不安そうな喰だが、朔が一緒なら大丈夫だろうと思い、明日に向けて自分でできる限りの勉強をした。



次の日、喰が学校から帰ると、朔はもう帰っており、平門を連れて喰の部屋へやって来た。

「初めまして、喰君。よろしくね」
「は、はじめまして。今日はよろしくお願いします」


喰は緊張しながらも挨拶をし、ベースを取り出した。


「じゃあ、まず、チューニングからしようか━━━━━」



平門は丁寧に喰にベースのケアの仕方から教え始めた。





***

有意義なレッスンを終え、喰は興奮しながら朔に本日の感想を言った。


「ツキ兄!すごいよ!!平門さんってすっごくベース上手いよね!教え方も上手いし」
「そうだろ?平門は自慢のうちのベーシストだ!アイツの演奏はプロ並みだぞ?ホントに一緒にバンドを組んでるのが信じらんねーよ」

朔は、喰の言葉を受けて、嬉しそうに平門について話し出すが、喰は朔が平門を褒める度に、胸がチクリと痛むのを感じた。

(ツキ兄、平門さんの事ばっかり……僕だって今日頑張ったのに…)

朔に認めてもらうには平門を越えなければいけないと思った喰は、絶対に上手くなってやると自分の心に誓った。

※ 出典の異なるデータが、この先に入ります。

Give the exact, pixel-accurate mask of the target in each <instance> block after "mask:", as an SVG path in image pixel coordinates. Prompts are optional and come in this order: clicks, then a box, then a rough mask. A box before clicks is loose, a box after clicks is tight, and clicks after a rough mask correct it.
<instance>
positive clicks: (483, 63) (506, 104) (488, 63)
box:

「ツキ兄!僕、頑張るね!!……あのさ、いつか僕が上手くなってバンドを組む時は、ツキ兄ドラムやってくれる?」
「ん?おお、良いぞ〜。でも平門を越えるのは難しいぞ?(笑)」
「………頑張るもん」

朔は冗談で言ったことだが、喰は真剣にとらえ、平門を越えなければ朔と一緒にバンドを組めないのだと思ってしまっていた。


(頑張るもん……打倒平門さん!!!)


それから喰は血の滲むような努力をし、子供ながらも大人顔負けの演奏をするようになった。


しかし、喰が上手くなるのと同じように、師である平門も上手くなる。これではいつまでたっても朔とバンドを組めない。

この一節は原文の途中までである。